Emma looked down at Malcolm's text message.

I took your advice and talked to my mission
counselor. You shouldn't have told me to do that, because she never
liked me. All I did was show some concern for Ingra's death and she
flunked me out. It's so unfair. I registered a protest but the
mission leader's just as bad. It's all over for me - the dream of
Mars. They took it away.

But I can still take care of you. There's a
controller job open on the satellite team. As a failed settler I
have priority for a MEX job and I'm fully qualified. It's miserable
consolation, but took it. I'll be here.

She hesitated to show Liz the message. It gave her a
little shiver as she reread the words. He was upset so some
bitterness was understandable. He did care for her, Emma felt
certain.

"He says he's got a job as a MEX controller for the
Mars satellite systems."

"That's a big team. There must be fifty guys managing
the satellites between communications, GPS, weather, and the power
station. They don't talk to the settlers much, though."

"It's okay - really."

Liz gave Emma a hug and pushed off, drifting back
across the module.

Actually, it's fine, Emma admitted to herself.

 

 

 

Chapter Nine:
Onboard

James had no trouble filling his days. He was
finishing a PhD thesis, which occupied him for endless hours,
headphones on, sometimes typing, sometimes scrawling on his screen
with a stylus. He bolted a chair to the deck facing into his open
bunk to make a study carrel and running a fan so the carbon dioxide
he exhaled wouldn't build up around his head.

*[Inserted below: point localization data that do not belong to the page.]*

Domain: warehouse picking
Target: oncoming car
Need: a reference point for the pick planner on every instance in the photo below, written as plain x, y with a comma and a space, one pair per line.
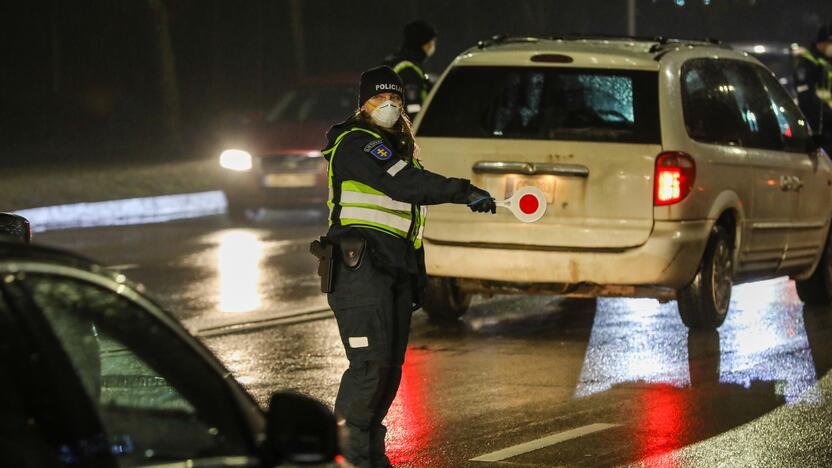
275, 160
15, 227
94, 374
672, 169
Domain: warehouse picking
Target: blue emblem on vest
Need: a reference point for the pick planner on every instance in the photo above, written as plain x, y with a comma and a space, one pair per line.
381, 152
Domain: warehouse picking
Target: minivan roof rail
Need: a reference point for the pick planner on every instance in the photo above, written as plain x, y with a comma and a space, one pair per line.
504, 39
662, 44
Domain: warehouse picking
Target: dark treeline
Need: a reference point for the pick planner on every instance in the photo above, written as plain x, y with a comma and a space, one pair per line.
110, 76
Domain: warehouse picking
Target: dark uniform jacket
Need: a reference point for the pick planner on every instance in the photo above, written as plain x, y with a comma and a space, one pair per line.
812, 75
416, 84
354, 161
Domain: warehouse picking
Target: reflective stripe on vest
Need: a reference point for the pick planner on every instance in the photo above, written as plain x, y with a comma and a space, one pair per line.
408, 64
362, 205
824, 89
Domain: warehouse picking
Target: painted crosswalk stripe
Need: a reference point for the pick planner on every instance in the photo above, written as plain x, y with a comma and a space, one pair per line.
543, 442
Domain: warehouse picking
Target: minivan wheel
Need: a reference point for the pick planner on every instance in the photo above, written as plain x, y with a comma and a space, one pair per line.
817, 290
703, 304
443, 301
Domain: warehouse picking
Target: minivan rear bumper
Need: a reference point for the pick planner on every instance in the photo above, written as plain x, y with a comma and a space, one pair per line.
669, 258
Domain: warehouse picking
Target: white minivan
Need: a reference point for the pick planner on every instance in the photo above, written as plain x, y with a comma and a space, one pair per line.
672, 169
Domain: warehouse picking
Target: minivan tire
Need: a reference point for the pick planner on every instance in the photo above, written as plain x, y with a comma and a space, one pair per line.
703, 304
817, 289
443, 301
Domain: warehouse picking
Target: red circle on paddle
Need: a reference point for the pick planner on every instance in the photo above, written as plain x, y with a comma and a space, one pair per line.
529, 204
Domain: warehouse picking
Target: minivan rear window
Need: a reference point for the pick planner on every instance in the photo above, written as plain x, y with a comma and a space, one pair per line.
545, 103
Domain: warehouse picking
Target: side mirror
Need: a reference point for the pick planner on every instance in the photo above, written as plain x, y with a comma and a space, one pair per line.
299, 430
15, 226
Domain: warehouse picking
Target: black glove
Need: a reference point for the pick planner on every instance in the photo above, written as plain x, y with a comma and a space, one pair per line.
481, 201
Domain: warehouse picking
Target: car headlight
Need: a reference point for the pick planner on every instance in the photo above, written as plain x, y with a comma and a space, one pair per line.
236, 160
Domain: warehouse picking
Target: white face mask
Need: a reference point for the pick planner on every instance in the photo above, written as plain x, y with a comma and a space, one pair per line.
386, 114
430, 49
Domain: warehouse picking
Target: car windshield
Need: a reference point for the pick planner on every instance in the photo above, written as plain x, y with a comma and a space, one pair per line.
328, 103
545, 103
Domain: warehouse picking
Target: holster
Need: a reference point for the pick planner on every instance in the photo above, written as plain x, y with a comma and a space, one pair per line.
323, 249
352, 251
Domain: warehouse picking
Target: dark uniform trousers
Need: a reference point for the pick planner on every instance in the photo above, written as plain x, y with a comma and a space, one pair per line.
373, 311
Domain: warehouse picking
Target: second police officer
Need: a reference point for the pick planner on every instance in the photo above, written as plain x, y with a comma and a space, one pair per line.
418, 44
813, 81
378, 194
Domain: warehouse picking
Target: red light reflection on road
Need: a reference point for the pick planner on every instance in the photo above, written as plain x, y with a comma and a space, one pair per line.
661, 427
410, 421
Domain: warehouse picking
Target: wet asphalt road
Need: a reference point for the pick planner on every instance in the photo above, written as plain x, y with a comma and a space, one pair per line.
616, 381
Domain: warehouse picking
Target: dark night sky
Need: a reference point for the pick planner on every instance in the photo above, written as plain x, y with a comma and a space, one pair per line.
88, 71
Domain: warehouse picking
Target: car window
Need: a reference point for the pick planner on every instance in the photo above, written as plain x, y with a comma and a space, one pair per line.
793, 129
711, 113
760, 123
23, 438
157, 399
314, 104
545, 104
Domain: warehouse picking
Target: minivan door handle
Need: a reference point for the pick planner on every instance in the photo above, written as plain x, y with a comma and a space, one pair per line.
791, 183
511, 167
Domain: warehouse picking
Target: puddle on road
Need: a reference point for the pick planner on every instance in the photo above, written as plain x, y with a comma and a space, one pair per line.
764, 339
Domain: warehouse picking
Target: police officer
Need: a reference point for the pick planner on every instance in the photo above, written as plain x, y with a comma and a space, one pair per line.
378, 194
813, 81
418, 45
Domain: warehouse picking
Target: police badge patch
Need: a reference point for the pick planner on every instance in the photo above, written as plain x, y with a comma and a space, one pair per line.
381, 152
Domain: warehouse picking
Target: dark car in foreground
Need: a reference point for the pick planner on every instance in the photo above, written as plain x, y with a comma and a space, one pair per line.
95, 374
274, 160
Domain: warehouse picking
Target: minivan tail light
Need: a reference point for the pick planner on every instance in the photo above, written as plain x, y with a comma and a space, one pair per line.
675, 176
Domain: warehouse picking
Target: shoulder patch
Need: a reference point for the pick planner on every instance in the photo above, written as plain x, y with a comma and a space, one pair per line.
381, 151
369, 146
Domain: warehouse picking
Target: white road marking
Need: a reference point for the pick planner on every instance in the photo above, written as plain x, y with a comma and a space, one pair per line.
126, 266
257, 324
547, 441
144, 210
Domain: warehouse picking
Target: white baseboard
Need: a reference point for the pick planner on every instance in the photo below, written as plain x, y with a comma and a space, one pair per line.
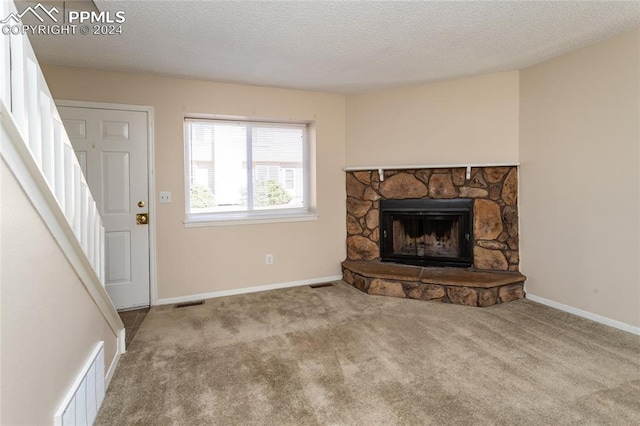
112, 368
584, 314
192, 297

"What's your thesis topic again?" Emma asked at
lunch-time conversation.

"It's sort of abstract." He sounded apologetic. "It's
a theory of quantum cohomology. Kinda hard to explain without the
math equations."

"Actually, with my implants deactivated, it's hard
for me to follow, too."

"You have cerebral implants? Wow. But why are they
deactivated? I thought those were biologically powered." Emma
stopped, embarrassed.

"Sorry. I know enhancements are private."

"It's okay." James smiled, tight lipped. "We're going
to be closer than family. Batteries aren't the problem. It's a lack
of technical support - calibrations and periodic rebalancing of my
brain chemistry. None of the necessary equipment will be sent to
Mars until Settler Mission Fifteen at the earliest."

"That's, like, twenty-five years from now."

"Settling on Mars is like going backwards in time."
James sighed with resignation.

"Not that it matters. University's not the world I'm
competing in now." But he frowned.

Emma supposed losing a mental edge so suddenly would
hurt. Liz must have seen that, too, because she gave his arm a
pat.

"You're giving up a lot of technology in return for
the privilege of spreading life to a dead world."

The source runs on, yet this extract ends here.